GROUNDWATER STORAGE CHANGE ESTIMATION USING GRACE SATELLITE DATA IN INDUS BASIN
Journal: Big Data In Water Resources Engineering (BDWRE)
Author: Muhammad Salam, Muhammad Jehanzeb Masud Cheema, Wanchang Zhang, Saddam Hussain, Azeem Khan, Muhammad Bilal, Arfan Arshad, Sikandar Ali, Muhammad Awais Zaman
This is an open access article distributed under the Creative Commons Attribution License CC BY 4.0, which permits unrestricted use, distribution, and reproduction in any medium, provided the original work is properly cited
Over exploitation of Ground Water (GW) has resulted in lowering of water table in the Indus Basin. While waterlogging, salinity and seawater intrusion has resulted in rising of water table in Indus Basin. The sparse piezometer network cannot provide sufficient data to map groundwater changes spatially. To estimate groundwater change in this region, data from Gravity Recovery and Climate Experiment (GRACE) satellite was used. GRACE measures (Total Water Storage) TWS and used to estimate groundwater storage change.
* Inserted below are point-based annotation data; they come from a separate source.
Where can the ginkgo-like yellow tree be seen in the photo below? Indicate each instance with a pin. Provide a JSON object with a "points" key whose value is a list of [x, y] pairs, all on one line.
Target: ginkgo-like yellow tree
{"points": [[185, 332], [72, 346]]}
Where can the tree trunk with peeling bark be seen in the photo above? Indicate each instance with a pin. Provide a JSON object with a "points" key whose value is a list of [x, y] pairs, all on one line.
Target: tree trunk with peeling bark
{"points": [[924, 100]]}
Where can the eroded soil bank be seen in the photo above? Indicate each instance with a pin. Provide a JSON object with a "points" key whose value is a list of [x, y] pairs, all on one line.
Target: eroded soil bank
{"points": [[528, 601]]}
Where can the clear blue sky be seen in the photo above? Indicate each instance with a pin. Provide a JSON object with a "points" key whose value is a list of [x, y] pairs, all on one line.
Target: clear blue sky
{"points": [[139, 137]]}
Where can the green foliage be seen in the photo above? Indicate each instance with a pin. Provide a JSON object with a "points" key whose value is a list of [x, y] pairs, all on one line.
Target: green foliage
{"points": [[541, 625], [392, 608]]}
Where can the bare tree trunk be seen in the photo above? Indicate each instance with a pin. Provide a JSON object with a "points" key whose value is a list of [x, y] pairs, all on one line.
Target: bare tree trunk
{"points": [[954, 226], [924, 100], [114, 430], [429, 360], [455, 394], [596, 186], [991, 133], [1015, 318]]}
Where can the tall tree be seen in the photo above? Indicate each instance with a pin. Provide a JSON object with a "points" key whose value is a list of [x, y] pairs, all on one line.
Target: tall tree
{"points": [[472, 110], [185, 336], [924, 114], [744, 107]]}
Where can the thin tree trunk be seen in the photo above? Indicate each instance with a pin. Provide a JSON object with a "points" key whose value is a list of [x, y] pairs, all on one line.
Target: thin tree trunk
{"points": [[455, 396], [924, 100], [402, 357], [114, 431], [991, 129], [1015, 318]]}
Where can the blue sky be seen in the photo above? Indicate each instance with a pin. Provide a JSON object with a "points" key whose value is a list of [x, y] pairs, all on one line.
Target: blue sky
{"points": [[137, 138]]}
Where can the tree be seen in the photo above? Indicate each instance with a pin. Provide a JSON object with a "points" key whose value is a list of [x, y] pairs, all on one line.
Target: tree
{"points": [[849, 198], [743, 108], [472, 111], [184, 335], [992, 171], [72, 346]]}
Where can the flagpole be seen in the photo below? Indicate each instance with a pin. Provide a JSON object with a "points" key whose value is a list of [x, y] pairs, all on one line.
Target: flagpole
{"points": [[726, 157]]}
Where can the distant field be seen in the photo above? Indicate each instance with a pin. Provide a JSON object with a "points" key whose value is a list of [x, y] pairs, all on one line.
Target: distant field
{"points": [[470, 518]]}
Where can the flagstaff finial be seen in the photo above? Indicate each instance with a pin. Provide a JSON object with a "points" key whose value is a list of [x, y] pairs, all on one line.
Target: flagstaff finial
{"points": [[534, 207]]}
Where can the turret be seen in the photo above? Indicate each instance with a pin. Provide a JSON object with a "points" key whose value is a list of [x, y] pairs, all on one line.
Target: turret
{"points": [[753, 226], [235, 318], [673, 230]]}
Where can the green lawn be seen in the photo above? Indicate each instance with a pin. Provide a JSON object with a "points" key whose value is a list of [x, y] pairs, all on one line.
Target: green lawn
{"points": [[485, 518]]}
Net change in storage of groundwater was estimated from the change in TWS by including the additional components such as Soil Moisture (SM), Surface water storage (Qs) and snowpack equivalent water (SWE). For the estimation of these components Global Land Data Assimilation system (GLDAS) Land Surface Models (LSMs) was used. Both GRACE and GLDAS produce results for the Indus Basin for the period of April 2010 to January 2017. The monitoring well water-level records from the Scarp Monitoring Organization (SMO) and the Punjab Irrigation and Drainage Authority (PIDA) from April 2009 to December 2016 were used. The groundwater results from different combinations of GRACE products GFZ (GeoforschungsZentrum Potsdam) CSR (Center for Space Research at University of Texas, Austin) JPL (Jet Propulsion Laboratory) and GLDAS LSMs (CLM, NOAH and VIC) are calibrated (April 2009-2014) and validated (April 2015-April 2016) with in-situ measurements. For yearly scale, their correlation coefficient reaches 0.71 with Nash-Sutcliffe Efficiency (NSE) 0.82. It was estimated that net loss in groundwater storage is at mean rate of 85.01 mm per year and 118,668.16 Km3 in the 7 year of study period (April 2010-Jan 2017). GRACE TWS data were also able to pick up the signals from the large-scale flooding events observed in 2010 and 2014. These flooding events played a significant role in the replenishment of the groundwater system in the Indus Basin. Our study indicates that the GRACE based estimation of groundwater storage changes is skillful enough to provide monthly updates on the trend of the groundwater storage changes for resource managers and policy makers of Indus Basin.